Scott’s Chili. This will feed 6-8 people and take 2-3 hours to make.
4 MEDIUM TOMATOES 1.5 CUPS WATER (FROM OLIVES)
1 LARGE ONION, CHOPPED 2 CELERY STALK
1 MEDIUM WHITE ONION 1 GREEN BELL PEPPER
2+ CLOVES GARLIC 3 LB ROUND STEAK
1 LB BACON (OPTIONAL) 1 TABLESPOON FLOUR
5 TABLESPOONS CHILI POWER 2 BAY LEAVES
1 TABLESPOON BROWN SUGAR 1 TBLESPOON DRIED OREGANO
1 TBSP. RED WINE VINEGAR 2 CUP BLACK RIPE OLIVES (HALVED)
1+ CUP PEPPER JACK CHEESE 2 LARGE JALAPENO PEPPERS
2 LARGE MILD GREEN PEPPERS 1 ABANERA PEPPER
1 CORNBREAD 1 SALAD W/DRESSING
1 WHITE or GREEN ONIONS .25 LB SHARP JACK CHEESE
In a Medium Pot:
Simmer the Tomatoes (peeled & coarsely chopped), water (fluid drained from canned olives), 1 large onion (chopped), celery (chopped), 1tablespoon salt, and .5 teaspoon pepper for 1 hour. Stir frequently. While this cooks work on the Large Pot.
In a Large Pot:
Over high heat cook the sliced bacon throughly until brown. Add garlic (crushed) & meat (diced). Brown halfway. Add the medium onion (chopped), & green bell pepper (seeded & chopped), to the browning meat. Continue to cook until the onions become clear.

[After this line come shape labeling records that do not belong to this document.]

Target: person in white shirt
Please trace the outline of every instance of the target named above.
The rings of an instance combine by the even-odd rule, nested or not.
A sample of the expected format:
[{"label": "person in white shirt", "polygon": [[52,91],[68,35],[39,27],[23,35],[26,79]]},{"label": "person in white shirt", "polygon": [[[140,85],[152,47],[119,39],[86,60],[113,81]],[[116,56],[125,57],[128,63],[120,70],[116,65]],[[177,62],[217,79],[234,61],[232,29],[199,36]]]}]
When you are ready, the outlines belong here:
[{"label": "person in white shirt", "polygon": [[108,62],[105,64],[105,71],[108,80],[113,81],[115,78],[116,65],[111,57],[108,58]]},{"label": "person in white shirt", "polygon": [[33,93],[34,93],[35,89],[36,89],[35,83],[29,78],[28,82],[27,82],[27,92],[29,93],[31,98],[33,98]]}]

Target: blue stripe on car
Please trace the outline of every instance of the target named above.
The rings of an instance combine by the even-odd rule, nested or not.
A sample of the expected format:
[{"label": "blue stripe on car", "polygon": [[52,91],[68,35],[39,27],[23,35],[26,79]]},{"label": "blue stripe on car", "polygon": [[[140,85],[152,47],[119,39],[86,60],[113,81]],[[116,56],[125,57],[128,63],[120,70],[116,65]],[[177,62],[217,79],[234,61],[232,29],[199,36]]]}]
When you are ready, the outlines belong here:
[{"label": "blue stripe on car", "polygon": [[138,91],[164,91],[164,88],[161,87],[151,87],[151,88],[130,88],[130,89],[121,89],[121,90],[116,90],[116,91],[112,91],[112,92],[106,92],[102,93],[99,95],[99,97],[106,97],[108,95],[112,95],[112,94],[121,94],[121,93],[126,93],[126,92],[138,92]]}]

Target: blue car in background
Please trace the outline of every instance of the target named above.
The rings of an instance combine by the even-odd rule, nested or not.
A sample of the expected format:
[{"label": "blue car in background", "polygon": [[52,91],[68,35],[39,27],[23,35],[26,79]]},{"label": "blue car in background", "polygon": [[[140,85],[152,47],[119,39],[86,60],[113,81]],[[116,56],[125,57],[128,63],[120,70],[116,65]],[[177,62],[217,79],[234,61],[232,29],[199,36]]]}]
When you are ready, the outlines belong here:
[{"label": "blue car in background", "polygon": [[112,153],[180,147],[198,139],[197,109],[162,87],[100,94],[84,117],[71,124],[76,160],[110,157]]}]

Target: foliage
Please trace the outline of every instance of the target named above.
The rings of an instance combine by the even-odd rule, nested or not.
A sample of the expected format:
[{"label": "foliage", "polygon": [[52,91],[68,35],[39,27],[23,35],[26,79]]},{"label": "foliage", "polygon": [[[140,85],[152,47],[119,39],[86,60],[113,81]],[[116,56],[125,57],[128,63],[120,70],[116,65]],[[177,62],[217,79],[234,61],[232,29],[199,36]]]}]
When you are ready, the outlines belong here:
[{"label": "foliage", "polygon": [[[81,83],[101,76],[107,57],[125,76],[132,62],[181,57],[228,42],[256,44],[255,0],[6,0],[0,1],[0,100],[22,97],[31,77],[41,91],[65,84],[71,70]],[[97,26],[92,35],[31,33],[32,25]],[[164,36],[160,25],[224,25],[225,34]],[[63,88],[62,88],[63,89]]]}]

Pour contents of the Medium Pot into the Large Pot. Add chili powder, 1 tablespoon salt, brown sugar, oregano, vinegar & bay leaves. Reduce heat, cover & simmer for 45 minutes. If needed add flower to thicken. Add halved olives & cheese.
If needed, split the batch into “mild” and “wild” pots. Add diced Peppers.
Cook at very low heat overnight if possible. Longer cook times enhance flavors. Stir occasionally. Do not burn bottom of pot!
Serve with cornbread, salad, chopped onions, grated cheese and cilantro.